I have to conclude that I had a bad idea, but I'm going to keep the embedded version, because then the code gets some use and I don't want to make this project a chore. So far it has been a wonderful project that brings result, with almost no effort.
It became clear to me that instead of any complexity, I could just create a file for every tag page. So now I have a tags subdirectory, with a file for each tag, and each file contains the entire HTML necessary to work correctly. This means that everything gets copied however many times is necessary, but I consider it worth the price, when considering the savings on complexity.
It also gave me an exercise in operating on data. I decided that when each tag is parsed, a linked list of tags get searched and when a hit is made, a pointer to the blog entry is added to that node, or a new node gets added. Then when I generate the tag files, I go through the list, create a file based on the name, create a new AST for each entry on that tag node and then I run the exact same AST writing code that creates the full blog on that file.
One other major change I made is to make my parser two step. I do not know if I will keep it this way, but I've really wanted to make a two step parser for some time, and so I just decided to make that an excuse for this one.
[Link] tags: C code design breakout blog
8 May 2018
When I started writing this blog, I immediately wrote a program in C that I call "blog_composer", which in the beginning just iterated through a directory, non-recursively, and combined each file into one HTML file. I copied a quicksort algorithm from Wikipedia, so that the files get ordered before I read from them, meaning that the file with the name that has the smallest value, is the first blog post. Then I just named my files blog001, blog002, etc.
It turns out this was not sufficient, because HTML does not recognise the newline character (\n) as a new line, and so I had to do some parsing. I decided to do the easiest thing, and just replace the \n character, with the br tag. But the br tag is more characters than \n, and my code just read the file into a buffer. I then decided to just put the work in, and write a tokenizer and AST tree.

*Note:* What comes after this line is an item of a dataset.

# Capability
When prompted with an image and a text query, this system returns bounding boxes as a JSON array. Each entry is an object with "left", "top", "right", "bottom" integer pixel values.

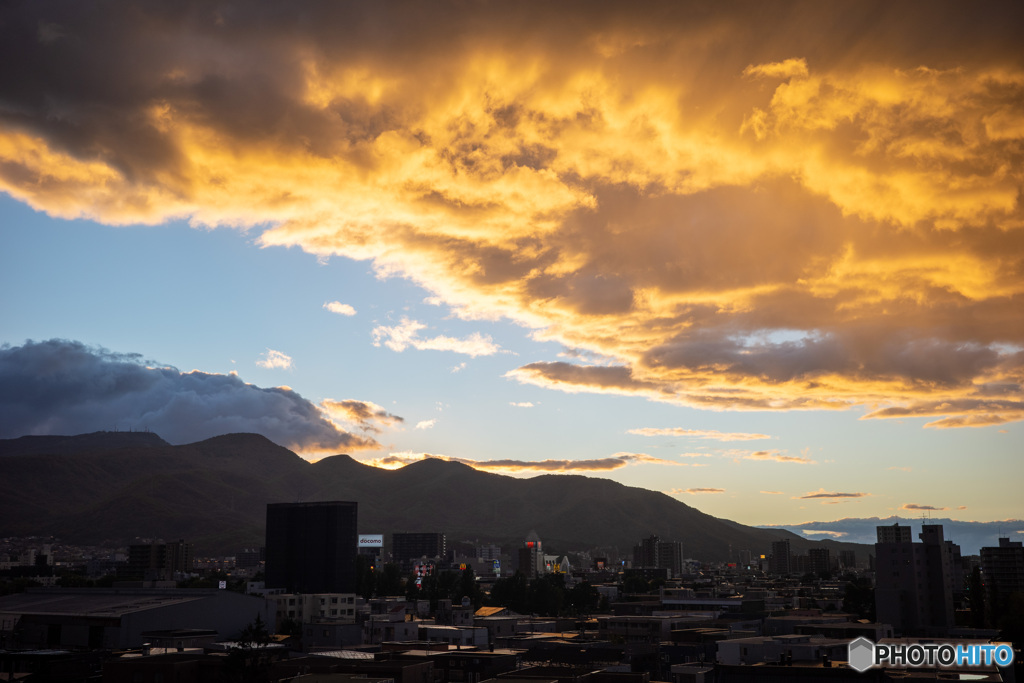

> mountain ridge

[{"left": 0, "top": 434, "right": 867, "bottom": 561}]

Fortunately I did it in a short day, because I've done this kind of work before, and so now my code sets a start position, then reads until EOF or it finds \n. It then sets that as an end position, creates a "token", which is just a range in the buffer, and it adds the token to an array, and one token for \n, if it wasn't EOF. It then sets the start position again, and repeats.
Once the entire file is tokenized, I read the tokens and generate nodes for the AST from that.
This worked, and I felt I could write for some time now at least, without it bothering me. But I had URLs in my first post, and it was disapointing that those weren't clickable, so I couldn't stop thinking about improving it immediately after.
A day or two later I'm again at the code, and now I've decided to properly tokenize it. Every word is a token and they get added to an array. Tokens are seperated by whitespace, and then I have a special test for '\n' that adds an extra token for newline, after adding the word. I was a bit worried that the code would get very complicated, because I don't want every token to be an AST node, I instead want one node for a sequence of text, then one node for a new line, then a text node again, etc. Surprisingly, the code for this turned out much more elegant than I had anticipated. I don't know how to describe it without going into detail about the code, which I do not want to do, but what I realized was that a node only has to be added if the token is a known token, e.g. new line, or it is not and we are not currently reading text.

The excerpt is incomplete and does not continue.